As you’ll learn this week, when it comes to tennis, Florida isn’t just a state—it’s a state of mind.
The Colony. It was an appropriate name, once you dropped the “Beach & Tennis Resort” tag that once appeared in the ads. In those pre-internet days, those ads ran in travel publications and what once were called “women’s” magazines. But first and foremost, they appeared in tennis magazines.

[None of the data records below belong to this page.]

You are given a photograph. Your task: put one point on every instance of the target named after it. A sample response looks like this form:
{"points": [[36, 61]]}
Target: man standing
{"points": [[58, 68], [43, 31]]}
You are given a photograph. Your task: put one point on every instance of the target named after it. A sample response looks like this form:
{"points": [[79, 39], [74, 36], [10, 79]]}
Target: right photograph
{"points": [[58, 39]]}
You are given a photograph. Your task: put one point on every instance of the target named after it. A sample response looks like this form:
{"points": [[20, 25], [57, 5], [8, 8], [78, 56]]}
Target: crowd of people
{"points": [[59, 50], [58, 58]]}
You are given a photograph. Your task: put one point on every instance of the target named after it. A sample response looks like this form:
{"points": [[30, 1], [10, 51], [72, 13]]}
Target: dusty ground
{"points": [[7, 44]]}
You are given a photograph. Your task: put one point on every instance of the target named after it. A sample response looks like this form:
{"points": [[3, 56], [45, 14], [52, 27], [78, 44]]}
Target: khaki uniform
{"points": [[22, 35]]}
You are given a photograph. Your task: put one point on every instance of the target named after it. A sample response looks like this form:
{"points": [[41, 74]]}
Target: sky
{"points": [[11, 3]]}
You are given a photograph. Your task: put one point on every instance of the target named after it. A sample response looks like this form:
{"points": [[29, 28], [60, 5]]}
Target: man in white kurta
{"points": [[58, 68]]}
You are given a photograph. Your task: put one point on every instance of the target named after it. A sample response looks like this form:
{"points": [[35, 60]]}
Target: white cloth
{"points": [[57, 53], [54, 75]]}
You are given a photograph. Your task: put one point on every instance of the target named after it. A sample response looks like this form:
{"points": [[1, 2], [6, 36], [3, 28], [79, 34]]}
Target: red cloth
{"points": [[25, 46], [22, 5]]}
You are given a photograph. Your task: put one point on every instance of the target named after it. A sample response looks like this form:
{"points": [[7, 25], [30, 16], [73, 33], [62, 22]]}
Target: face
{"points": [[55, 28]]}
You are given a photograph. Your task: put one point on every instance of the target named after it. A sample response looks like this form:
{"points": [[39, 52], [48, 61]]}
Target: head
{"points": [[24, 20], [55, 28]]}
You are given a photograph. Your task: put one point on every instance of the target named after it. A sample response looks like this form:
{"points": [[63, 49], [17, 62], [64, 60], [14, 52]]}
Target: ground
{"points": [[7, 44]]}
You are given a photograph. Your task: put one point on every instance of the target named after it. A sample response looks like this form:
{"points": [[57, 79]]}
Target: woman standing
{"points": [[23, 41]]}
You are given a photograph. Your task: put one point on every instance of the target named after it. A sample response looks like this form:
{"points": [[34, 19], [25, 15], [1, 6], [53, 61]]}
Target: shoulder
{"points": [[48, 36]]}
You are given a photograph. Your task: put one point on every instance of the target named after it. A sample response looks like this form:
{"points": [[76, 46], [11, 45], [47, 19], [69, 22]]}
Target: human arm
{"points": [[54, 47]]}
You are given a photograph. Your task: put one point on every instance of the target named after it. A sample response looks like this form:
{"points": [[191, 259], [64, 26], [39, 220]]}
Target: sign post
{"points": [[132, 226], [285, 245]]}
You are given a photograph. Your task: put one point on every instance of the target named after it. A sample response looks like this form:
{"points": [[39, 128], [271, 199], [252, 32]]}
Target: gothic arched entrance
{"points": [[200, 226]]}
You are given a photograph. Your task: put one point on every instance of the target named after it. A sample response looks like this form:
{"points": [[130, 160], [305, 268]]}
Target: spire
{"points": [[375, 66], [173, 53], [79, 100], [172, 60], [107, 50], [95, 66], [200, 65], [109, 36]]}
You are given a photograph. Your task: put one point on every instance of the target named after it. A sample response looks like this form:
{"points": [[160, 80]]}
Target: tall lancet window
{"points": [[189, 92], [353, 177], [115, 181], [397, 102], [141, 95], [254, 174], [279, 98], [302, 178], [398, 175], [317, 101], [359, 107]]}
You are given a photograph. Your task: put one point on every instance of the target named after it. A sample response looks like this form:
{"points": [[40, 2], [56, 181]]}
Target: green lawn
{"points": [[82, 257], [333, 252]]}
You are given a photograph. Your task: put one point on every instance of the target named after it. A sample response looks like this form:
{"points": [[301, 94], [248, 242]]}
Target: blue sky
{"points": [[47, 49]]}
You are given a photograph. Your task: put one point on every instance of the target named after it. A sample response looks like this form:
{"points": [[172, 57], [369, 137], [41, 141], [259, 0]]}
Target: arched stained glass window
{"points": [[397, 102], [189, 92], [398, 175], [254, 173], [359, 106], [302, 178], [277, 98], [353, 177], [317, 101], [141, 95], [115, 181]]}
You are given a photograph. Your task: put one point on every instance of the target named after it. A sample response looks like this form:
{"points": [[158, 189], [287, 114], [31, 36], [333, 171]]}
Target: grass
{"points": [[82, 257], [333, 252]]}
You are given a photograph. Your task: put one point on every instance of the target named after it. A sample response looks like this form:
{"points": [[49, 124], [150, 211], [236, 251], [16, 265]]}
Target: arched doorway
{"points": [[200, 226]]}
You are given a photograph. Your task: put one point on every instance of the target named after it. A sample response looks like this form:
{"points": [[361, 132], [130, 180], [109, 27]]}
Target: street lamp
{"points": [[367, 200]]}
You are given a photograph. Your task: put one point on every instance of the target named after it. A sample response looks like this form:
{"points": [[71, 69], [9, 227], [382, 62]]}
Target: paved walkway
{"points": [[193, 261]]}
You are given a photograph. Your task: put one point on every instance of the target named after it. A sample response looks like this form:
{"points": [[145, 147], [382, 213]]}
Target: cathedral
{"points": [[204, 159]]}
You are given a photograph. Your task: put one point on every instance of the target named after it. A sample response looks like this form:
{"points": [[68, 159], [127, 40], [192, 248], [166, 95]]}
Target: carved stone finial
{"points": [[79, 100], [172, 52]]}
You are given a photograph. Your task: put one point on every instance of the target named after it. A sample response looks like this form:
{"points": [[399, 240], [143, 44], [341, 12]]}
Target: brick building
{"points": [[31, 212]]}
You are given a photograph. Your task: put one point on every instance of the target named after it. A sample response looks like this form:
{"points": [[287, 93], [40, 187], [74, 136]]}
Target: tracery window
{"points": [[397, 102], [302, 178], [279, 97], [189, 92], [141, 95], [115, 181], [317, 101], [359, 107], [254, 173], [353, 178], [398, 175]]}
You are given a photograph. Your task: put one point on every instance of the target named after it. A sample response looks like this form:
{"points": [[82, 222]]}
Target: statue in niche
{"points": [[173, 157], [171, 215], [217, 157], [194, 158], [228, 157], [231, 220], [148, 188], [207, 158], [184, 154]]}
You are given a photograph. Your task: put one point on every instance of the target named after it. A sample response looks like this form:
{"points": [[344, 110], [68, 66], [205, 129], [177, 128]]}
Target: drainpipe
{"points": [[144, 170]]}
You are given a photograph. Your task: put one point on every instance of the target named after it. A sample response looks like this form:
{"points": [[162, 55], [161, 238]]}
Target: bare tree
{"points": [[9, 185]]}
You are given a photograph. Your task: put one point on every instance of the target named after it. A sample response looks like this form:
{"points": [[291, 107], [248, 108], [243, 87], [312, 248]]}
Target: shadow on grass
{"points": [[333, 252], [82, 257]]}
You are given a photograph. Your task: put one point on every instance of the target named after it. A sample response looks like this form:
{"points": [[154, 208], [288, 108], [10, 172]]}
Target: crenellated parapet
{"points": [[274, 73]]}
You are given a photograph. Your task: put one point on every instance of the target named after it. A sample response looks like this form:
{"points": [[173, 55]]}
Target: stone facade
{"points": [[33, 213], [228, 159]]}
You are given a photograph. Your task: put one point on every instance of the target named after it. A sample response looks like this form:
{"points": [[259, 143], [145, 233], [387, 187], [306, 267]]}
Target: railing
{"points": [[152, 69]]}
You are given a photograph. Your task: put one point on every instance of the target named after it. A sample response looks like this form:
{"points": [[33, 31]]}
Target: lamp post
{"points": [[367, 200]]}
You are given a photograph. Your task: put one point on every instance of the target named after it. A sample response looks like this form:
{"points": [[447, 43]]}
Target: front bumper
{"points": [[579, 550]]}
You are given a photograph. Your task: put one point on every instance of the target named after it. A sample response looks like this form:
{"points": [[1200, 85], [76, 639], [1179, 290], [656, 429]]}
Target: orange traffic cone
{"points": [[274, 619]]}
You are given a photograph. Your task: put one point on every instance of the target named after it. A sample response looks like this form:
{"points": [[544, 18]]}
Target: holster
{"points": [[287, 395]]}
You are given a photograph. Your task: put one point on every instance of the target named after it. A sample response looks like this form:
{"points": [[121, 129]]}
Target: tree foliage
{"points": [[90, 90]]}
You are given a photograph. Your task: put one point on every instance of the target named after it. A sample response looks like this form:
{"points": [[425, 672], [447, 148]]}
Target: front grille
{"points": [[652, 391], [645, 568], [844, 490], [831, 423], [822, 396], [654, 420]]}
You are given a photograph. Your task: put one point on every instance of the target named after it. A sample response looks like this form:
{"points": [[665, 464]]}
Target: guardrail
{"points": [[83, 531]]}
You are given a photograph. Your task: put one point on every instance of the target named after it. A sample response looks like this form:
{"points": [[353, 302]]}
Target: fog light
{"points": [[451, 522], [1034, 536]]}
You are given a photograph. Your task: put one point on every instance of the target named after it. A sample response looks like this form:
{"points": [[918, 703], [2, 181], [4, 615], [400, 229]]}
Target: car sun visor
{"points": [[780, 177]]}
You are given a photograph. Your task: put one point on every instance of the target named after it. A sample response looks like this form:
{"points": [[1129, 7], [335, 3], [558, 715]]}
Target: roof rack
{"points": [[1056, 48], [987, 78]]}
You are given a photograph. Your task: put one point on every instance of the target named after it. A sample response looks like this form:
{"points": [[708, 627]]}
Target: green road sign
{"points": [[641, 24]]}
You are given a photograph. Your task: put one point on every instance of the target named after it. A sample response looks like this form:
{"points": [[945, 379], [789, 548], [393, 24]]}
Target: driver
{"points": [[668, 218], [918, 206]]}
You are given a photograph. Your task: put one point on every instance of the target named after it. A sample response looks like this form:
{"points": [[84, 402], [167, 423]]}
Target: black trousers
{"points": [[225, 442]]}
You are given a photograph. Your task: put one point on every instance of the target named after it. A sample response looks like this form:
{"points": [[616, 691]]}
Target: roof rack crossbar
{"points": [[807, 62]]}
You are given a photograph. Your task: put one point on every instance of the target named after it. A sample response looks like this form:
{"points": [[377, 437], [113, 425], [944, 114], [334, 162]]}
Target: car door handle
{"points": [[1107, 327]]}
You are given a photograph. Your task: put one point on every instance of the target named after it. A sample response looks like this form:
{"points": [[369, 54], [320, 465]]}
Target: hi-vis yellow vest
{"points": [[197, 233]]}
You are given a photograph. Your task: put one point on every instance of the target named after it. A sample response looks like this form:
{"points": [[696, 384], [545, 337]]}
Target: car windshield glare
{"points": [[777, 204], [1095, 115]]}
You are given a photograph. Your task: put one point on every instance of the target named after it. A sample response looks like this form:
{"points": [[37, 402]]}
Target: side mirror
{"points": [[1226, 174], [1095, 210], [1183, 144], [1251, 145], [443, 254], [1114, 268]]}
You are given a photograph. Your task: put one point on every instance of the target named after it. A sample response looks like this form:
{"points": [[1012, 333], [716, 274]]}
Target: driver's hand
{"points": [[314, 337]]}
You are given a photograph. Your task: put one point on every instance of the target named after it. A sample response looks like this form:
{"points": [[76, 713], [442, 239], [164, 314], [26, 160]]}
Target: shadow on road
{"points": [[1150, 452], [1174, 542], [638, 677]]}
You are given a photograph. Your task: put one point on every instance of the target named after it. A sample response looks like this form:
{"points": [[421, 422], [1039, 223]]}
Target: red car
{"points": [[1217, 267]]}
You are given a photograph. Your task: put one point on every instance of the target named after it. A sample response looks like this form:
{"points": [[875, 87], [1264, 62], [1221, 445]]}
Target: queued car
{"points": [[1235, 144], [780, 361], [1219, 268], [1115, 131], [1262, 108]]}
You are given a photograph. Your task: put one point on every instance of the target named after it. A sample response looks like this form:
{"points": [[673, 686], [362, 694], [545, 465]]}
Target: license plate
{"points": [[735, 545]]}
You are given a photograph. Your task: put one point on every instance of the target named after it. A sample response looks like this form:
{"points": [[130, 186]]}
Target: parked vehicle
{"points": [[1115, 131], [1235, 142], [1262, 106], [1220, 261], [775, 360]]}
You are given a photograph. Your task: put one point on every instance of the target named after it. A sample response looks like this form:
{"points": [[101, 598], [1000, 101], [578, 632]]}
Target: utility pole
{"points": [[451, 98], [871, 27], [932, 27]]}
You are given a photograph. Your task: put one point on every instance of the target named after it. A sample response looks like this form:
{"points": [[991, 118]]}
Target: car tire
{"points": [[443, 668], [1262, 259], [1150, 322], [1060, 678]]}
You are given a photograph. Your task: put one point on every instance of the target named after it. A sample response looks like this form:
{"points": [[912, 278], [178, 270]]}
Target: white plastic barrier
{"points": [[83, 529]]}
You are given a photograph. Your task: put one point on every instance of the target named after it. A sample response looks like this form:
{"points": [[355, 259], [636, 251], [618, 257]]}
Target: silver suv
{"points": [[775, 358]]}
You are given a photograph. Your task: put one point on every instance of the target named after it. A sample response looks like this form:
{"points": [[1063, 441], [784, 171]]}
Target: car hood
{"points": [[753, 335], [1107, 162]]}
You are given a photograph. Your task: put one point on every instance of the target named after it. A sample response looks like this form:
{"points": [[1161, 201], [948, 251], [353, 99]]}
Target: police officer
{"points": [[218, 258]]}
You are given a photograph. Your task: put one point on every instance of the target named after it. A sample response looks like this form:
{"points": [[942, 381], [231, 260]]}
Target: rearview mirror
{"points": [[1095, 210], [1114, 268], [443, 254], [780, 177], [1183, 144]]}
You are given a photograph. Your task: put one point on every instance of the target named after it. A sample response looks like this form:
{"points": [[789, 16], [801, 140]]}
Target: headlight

The Colony. It was a nice and simple name. It also was the perfect name. The noun “colony” implies a like purpose for the constituents. For the Jamestown colony, established in 1607 in what is now Virginia, that purpose was establishing the first English settlement in the new world. Yaddo is an artist’s colony, where creative souls bivouac to create art (and drink lots of white wine) undisturbed. The Colony Beach & Tennis Resort, on Longboat Key near Sarasota, Fla., also boasted a mission. It was never declared and it certainly wasn’t a mandate. The Colony, while open to all, was for tennis players.
Like the Jamestown Colony, The Colony resort is gone, the victim of changing times. In recent years, a complicated, bitter, protracted and costly war between the operators of The Colony’s resort portion and the property’s condo owners ran the place into the ground. The big winner in the end was Unicorp National Developments Inc., an Orlando-based developer that bought the entire property last July. The new owners will raze The Colony and create a luxury resort more to their liking.
For over 40 years, The Colony was the grand dame of vacation destinations for devoted tennis players. It didn’t offer the Angeleno gloss of La Costa, in California, with its celebrity head coach, Pancho Segura. It wasn’t floating on the cushion of a massive development plan to fund it, as was Sea Pines Plantation on Hilton Head Island, S.C., where the figurehead pro was Stan Smith. It didn’t boast that it was the home, or at least the second home, to many of the best tennis pros in the world. That honor went to Lakeway, the community/resort affiliated with the World Championship Tennis tour.
What The Colony had was street cred with no-nonsense tennis players. It was authentic. It had a vibe, one that developed organically, not out of some MBA’s data-driven business plan.